My secret life
AN ALIEN IN BRUSSELS
My Secret Life :: no, we can
Non, c’est ne pas possible – No, it’s not possible, said the friendly plumber who had come to fix the boiler. He didn’t have the right certificate to do the repair, he explained, shaking his head sadly.
In France, yes, he continued. In France, you need just the one certificate, and you can repair anything. But here in Belgium, you need six different certificates, depending on the type of work you have to carry out. And in addition, you need a separate certificate for each region. One for Flanders. One for Wallonia. One for Brussels. So that makes nine different certificates, compared to one for the whole of France.
It’s complicated, he says.
No one understands Belgium, not even the Belgians. The country has four regional governments. It has three linguistic governments. It even has four national anthems. And no one knows the words, no matter which one they sing.
Non, peut-être, they often say. No, but maybe.
It was different when Belgium was created in 1830. The official language was French. The capital was Brussels. The Constitution could be read in ten minutes. Simple.
But the country changed over the years in response to democratic pressures. The country split into four regions. Dutch and German became official languages. Namur and Eupen became regional capitals.
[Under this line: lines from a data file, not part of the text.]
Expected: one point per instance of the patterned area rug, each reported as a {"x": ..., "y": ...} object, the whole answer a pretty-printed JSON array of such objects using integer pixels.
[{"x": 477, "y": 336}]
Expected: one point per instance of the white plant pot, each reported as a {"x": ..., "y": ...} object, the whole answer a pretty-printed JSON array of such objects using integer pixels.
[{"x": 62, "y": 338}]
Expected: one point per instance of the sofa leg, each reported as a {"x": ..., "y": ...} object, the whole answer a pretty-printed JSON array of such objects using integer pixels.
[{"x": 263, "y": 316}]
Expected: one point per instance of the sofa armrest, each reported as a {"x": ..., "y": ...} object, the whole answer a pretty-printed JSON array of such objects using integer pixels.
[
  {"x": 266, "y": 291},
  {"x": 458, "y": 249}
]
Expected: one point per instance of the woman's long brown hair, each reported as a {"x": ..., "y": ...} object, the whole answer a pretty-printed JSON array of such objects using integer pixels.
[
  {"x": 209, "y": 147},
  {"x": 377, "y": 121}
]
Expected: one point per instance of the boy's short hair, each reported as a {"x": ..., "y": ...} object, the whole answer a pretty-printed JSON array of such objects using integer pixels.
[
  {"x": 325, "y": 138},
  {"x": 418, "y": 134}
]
Now the country has 60 government ministers. Its environment policy, for example, is decided by four different ministers, each with a different plan. It has different speed limits in different regions.
Some people argue that it is an impossibly complex system that needs to be radically reformed. But no one knows how. And so we just have to put up with it.
I have just been to the local commune to apply for a Belgian passport, which I need because my country has decided to leave the European Union. Without Belgian citizenship, I don’t know what will happen. I could end up living in a damp cottage in Scotland with a wet dog as my only friend.
So on a recent Monday morning, I set off in the rain clutching a fistful of documents that cost a small fortune to obtain, including a birth certificate and an authenticated translation done by an odd Belgian woman with a cluttered office in her front living room.
Anyway, I wait in line in the town hall, clutching the little ticket with my number. My slot arrives and I proudly hand over the pile of documents. It is all going smoothly, until –
Ah non, monsieur, the woman says, shaking her head sadly.
My birth certificate is the wrong size. It should be long and thin, like the example she shows me.
I try to explain. She is showing me an English birth certificate, but I was born in Scotland, where they issue a different type of birth certificate. Ah non. It does not conform.
I remember when Barack Obama was running for the office of president. “Yes we can,” he told the voters. He wouldn’t stand a chance in Belgium. No we can’t, is how you win an election here.
I guess it will all work out in the end. It usually does. Except when it doesn’t. Non peut-être. No but maybe, you might say.